Keterlambatan pengiriman menimbulkan kerugian bagi Alstom, yang sedang anjlok di pasar saham
Pergerakan reaksi ini hampir tidak ada artinya dibandingkan dengan jatuhnya saham Alstom pada Jumat pagi, yang kehilangan lebih dari seperempat nilainya, turun 28,8% menjadi 16,27 euro sekitar pukul 11:10. Investor bereaksi sangat buruk terhadap siaran pers produsen kereta api yang diterbitkan Kamis malam setelah pasar saham tutup. Alstom mengumumkan bahwa a keterlambatan penyampaian materi bergulir memaksanya untuk menurunkan perkiraan kinerja keuangannya untuk tahun keuangan 2025-26 dan memasukkan provisi ke dalam rekeningnya.

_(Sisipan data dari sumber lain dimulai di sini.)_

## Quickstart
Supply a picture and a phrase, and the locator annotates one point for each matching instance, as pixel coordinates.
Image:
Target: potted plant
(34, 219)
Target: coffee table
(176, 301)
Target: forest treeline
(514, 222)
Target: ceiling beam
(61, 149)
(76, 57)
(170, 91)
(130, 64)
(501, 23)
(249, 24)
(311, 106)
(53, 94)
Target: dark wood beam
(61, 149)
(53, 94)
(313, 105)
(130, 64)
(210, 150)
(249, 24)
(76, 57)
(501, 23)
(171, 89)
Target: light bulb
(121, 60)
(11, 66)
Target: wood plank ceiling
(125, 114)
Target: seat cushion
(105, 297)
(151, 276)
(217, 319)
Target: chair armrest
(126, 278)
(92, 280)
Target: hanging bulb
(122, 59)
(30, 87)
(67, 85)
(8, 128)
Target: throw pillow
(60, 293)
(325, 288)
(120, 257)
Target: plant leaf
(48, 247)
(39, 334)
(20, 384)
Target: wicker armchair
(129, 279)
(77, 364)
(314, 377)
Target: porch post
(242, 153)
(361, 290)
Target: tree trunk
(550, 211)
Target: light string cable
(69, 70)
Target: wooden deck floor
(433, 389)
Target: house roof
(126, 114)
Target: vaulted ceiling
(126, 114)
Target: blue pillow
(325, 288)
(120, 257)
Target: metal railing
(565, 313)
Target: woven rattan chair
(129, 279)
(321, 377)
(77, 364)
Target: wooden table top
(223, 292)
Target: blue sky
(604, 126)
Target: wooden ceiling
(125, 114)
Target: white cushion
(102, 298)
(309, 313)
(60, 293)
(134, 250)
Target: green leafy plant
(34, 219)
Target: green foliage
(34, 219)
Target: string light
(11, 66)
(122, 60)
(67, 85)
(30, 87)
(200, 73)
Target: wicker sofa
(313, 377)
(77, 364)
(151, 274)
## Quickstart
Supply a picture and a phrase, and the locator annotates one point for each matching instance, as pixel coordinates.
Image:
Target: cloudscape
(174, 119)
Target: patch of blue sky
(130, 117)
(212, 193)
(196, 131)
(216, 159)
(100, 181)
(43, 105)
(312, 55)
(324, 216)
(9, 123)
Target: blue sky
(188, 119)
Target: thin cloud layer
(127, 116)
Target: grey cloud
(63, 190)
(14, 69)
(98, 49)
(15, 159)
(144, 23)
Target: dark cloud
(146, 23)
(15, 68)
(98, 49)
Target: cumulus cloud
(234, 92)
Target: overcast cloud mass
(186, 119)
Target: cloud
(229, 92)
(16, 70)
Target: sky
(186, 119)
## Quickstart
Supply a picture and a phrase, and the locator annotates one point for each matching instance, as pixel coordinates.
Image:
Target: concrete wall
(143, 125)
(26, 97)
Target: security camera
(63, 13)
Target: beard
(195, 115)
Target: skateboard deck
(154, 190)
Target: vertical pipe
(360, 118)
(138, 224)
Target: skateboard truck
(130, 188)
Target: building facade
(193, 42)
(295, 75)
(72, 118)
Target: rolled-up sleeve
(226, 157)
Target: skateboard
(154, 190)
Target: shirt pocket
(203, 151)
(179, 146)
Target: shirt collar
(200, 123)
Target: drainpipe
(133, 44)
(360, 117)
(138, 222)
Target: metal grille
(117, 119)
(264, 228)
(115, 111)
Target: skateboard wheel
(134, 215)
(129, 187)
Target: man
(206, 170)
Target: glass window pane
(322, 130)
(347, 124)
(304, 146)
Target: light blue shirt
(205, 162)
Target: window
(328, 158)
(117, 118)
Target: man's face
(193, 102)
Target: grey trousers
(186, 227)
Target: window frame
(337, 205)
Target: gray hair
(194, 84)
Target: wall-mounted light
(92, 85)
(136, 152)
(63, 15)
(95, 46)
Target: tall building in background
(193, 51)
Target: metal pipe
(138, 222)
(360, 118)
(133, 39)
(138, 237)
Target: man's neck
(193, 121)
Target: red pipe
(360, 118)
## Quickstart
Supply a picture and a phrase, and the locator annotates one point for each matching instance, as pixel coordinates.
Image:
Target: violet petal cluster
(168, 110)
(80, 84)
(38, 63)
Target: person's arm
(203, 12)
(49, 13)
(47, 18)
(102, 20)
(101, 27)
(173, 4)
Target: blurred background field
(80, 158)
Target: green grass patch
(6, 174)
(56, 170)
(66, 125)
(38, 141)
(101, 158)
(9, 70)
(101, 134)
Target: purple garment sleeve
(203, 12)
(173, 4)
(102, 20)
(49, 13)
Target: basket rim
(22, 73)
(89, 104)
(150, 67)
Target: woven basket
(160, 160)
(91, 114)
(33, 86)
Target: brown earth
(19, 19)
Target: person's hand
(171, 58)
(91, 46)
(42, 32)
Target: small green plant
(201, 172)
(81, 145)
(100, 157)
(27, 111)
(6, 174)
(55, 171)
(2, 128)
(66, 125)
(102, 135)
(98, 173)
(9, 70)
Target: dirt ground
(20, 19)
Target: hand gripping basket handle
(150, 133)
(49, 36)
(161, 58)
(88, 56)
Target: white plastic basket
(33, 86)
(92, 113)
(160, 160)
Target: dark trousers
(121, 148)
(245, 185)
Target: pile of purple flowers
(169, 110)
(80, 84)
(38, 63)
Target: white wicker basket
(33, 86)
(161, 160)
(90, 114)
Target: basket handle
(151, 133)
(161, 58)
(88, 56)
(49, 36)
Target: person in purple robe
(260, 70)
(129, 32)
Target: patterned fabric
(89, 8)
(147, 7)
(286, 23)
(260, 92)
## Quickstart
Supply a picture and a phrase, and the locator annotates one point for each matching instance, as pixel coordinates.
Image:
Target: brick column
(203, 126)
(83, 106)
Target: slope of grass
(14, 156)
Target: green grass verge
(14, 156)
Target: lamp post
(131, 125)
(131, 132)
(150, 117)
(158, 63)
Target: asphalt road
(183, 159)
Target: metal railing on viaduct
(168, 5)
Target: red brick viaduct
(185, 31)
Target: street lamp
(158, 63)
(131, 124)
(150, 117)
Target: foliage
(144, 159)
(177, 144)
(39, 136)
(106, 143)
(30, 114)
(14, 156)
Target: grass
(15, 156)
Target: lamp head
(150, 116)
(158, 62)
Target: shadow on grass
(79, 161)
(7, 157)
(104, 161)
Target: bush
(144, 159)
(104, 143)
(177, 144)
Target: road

“Meskipun grup ini mencatat penerimaan pesanan yang kuat dan mencapai target perolehan kas selama tahun keuangan 2025-26, profitabilitas masih di bawah ekspektasi.», keluh Martin Sion, yang menggantikan Henri Poupart-Lafarge sebagai manajer umum di awal bulan. Alstom terdaftar di indeks SBF 120 yang lebih luas.